Specifically, a form element managed by React has its state managed outside of the DOM — JavaScript via React will update and override the actual DOM element any time it is interacted with in any way. This can cause unexpected behavior from a traditional DOM event model, such as the element not yet existing on DOMReady (React uses CompenentDidMount), or the element losing attached events and custom libraries not managed by React. (Even if autocomplete.js attaches to a form element successfully, the next time React does anything with it, the element will be destroyed and recreated, losing custom events and behavior.)
There are a couple ways around this:
- For basic modifications, Pods provides a JavaScript API which, at a minimum, provides methods for setting the value of a field in a way that React will accept and maintain.

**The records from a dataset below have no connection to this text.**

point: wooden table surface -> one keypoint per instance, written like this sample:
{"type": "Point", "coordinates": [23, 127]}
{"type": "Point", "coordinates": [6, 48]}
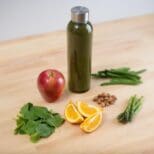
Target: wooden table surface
{"type": "Point", "coordinates": [127, 42]}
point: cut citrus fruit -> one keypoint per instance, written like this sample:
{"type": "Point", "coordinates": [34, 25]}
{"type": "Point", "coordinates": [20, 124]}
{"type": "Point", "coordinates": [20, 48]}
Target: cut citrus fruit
{"type": "Point", "coordinates": [72, 115]}
{"type": "Point", "coordinates": [86, 109]}
{"type": "Point", "coordinates": [91, 123]}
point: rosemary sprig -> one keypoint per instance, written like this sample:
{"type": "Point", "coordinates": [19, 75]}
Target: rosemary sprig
{"type": "Point", "coordinates": [122, 75]}
{"type": "Point", "coordinates": [133, 107]}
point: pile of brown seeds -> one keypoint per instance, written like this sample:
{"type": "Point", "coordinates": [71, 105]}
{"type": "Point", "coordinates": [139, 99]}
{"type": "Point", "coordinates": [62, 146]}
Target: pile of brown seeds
{"type": "Point", "coordinates": [105, 99]}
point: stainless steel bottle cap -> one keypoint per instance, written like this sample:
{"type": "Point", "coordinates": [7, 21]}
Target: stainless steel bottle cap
{"type": "Point", "coordinates": [80, 14]}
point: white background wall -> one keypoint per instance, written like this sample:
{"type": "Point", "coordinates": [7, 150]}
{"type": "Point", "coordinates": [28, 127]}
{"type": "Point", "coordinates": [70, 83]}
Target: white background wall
{"type": "Point", "coordinates": [19, 18]}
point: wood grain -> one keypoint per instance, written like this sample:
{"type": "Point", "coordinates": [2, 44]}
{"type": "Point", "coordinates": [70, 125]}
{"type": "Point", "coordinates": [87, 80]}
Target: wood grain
{"type": "Point", "coordinates": [127, 42]}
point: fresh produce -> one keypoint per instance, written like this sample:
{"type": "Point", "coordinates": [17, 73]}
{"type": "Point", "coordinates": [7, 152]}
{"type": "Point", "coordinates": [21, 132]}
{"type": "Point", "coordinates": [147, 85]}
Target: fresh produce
{"type": "Point", "coordinates": [51, 84]}
{"type": "Point", "coordinates": [76, 114]}
{"type": "Point", "coordinates": [133, 107]}
{"type": "Point", "coordinates": [91, 123]}
{"type": "Point", "coordinates": [37, 122]}
{"type": "Point", "coordinates": [105, 99]}
{"type": "Point", "coordinates": [122, 75]}
{"type": "Point", "coordinates": [72, 115]}
{"type": "Point", "coordinates": [86, 109]}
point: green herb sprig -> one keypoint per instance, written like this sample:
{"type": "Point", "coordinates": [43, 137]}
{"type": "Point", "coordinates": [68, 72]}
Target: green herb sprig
{"type": "Point", "coordinates": [37, 121]}
{"type": "Point", "coordinates": [122, 75]}
{"type": "Point", "coordinates": [133, 107]}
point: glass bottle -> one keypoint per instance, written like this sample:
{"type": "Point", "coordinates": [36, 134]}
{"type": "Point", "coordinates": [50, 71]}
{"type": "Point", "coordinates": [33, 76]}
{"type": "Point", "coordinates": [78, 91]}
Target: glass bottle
{"type": "Point", "coordinates": [79, 46]}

See https://docs.pods.io/code/dfv-js-api/. With this approach, one could inject a custom field into the form or anywhere on the page, hide the Pods field, then update the hidden Pods field with Pods DFV whenever the custom autocomplete field selects a value. One might call this a “proxy” approach — a custom field is displayed to the user which sends changes in values to another field, which is hidden, e.g., with CSS.
- For advanced modifications, see the JavaScript MutationObserver API. It provides extremely flexible methods for running custom behavior any time observed DOM elements change. For example, even if one cannot hook into React’s ComponentDidMount and various data lifecycle events, one can observe the DOM, attaching custom events any time React modifies an element, changing its display or behavior, etc. This is fairly complex, but overcomes nearly all obstacles and limitations related to content on the page which may be constantly changed by other libraries.
So, in summary:
selector: "#pods-form-ui-pods-field-name", first is not working in the provided version because the ID is being passed without # at the beginning, but also likely because DOMReady is not sufficient to attach to elements managed by React. If you are working on a simple text field, it might work, but in most cases, one would have to monitor #pods-form-ui-pods-field-name with a MutationObserver and re-attach the autocomplete any time it is modified, if it is managed with React. (There are two things going on here: first, the provided code switches from “selector” to “ID”. Selector starts with #. ID does not. The second is that if React is managing the field, one needs an Observer or Proxy; not just DOMReady.)
- The simplest solution will likely be to separate a custom HTML input, as you have working, from the built-in Pods form, then use https://docs.pods.io/code/dfv-js-api/ to update the Pods field value any time the HTML autocomplete value changes. (Attach to the
change or blur events of the field, or a custom event such as input as you have listed from the autocomplete library, set the value with DFV, hide the default field with CSS.)